In 2000, the GOP had unified control of Virginia government.  As of the 2019 elections, the Democrats do.

 Sabrina Tavernise and Robert Gebeloff at NYT:
Once the heart of the confederacy, Virginia is now the land of Indian grocery stores, Korean churches and Diwali festivals. The state population has boomed — up by 38 percent since 1990, with the biggest growth in densely settled suburban areas like South Riding. One in 10 people eligible to vote in the state were born outside the United States, up from one in 28 in 1990. It is also significantly less white. In 1990, the census tracts that make up Mr. Katkuri’s Senate district were home to about 35,000 people — 91 percent of them white. Today, its population of 225,000 is just 64 percent white.
...
It’s not just Virginia. From Atlanta to Houston, this pattern is repeating itself — a new kind of suburbanization that is sweeping through politics. The densely populated inner ring suburbs are turning blue, while the mostly white exurban outer ring is redder than ever. Elections are won and lost along that suburban line, and in some places — like Atlanta, Denver, and Riverside County, Calif. — Democrats have begun to breach Republicans’ firewalls.
...
Around the advent of the modern immigration system, in 1965, foreign-born people made up only about five percent of the American population. Now they are nearly 14 percent, almost as high as the last peak in the early 20th century. The concentrations used to be in larger gateway cities, but immigrants have spread out considerably since then.

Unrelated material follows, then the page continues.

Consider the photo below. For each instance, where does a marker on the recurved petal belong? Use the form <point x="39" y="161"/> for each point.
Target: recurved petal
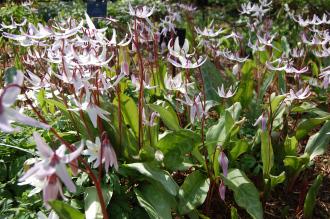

Some went South. In 1980, 56 percent of adults eligible to vote in Virginia were born in the state. Today, that’s down to 45 percent.
Lakshmi Sridaran, who heads South Asian Americans Leading Together, said that about a third of South Asians in the United States now live in the South. The South Asian population in the South nearly tripled from 2000 to 2017, to 1.4 million.
Of the 10 metro areas that had the largest South Asian growth, five are in the South, said Ms. Sridaran, who was born in Atlanta, after her father took a teaching job at Morehouse School of Medicine in the early 1980s.